A Novel Holistic Approach to the Taphonomic Analyses of Tropical Cave Fossils

Holly Ellen Smith1, Julien Louys1, Jahdi Zaim2, Yan Rizal2, Aswan2, Mika Rizki Puspaningrum2, Agus Trihiscaryo2

1Australian Research Centre for Human Evolution, Griffith University

2Geology Study Program, Institut Teknologi Bandung, Indonesia

Critically, conventional direct dating of fossils can form a timeline of hominin and associated faunal arrival, migration, settlement and extinction patterns. However, fossiliferous deposits in caves are not static; they are disturbed by complex depositional processes over long periods, particularly in tropical climates, and this can strongly affect stratigraphic integrity.
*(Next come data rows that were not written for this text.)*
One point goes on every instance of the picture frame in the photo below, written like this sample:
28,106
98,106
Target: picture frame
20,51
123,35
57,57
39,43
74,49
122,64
These complex processes have made it difficult to ascertain the provenance of vertebrate remains in tropical cave environments and the taphonomic factors that influence them. Natural mixing processes in tropical caves could lead to several different ecosystems separated by tens of thousands of years appearing to have co-existed, which may have serious implications for our understanding of environmental change and biodiversity responses in the tropics, and thus reshape the narrative of our ancestor's colonisation and migration patterns. My research aim is to use a holistic approach to resolve mechanisms of site formation, depositional history, and faunal accumulation in tropical caves, vitally conserving the original integrity of excavated fossiliferous deposits to analyse taphonomic histories that would otherwise have been destroyed using conventional analyses and excavation methods. My research presents a unique taphonomic effort in the tropics to integrate multi-scale and multi-dimensional techniques to contextualise palaeontological material, namely neutron tomographic analysis and micromorphology. My contextual approach interprets the various formation processes rather than constructing sedimentation rates through direct dating methods, and thus underlines the biases inherent in the conventional techniques. This study generates a more complex and complete model of taphonomy and site formation history in tropical caves which has the potential to inform on the accuracy of previously calculated ages and the true contemporaneity of faunal remains contained within.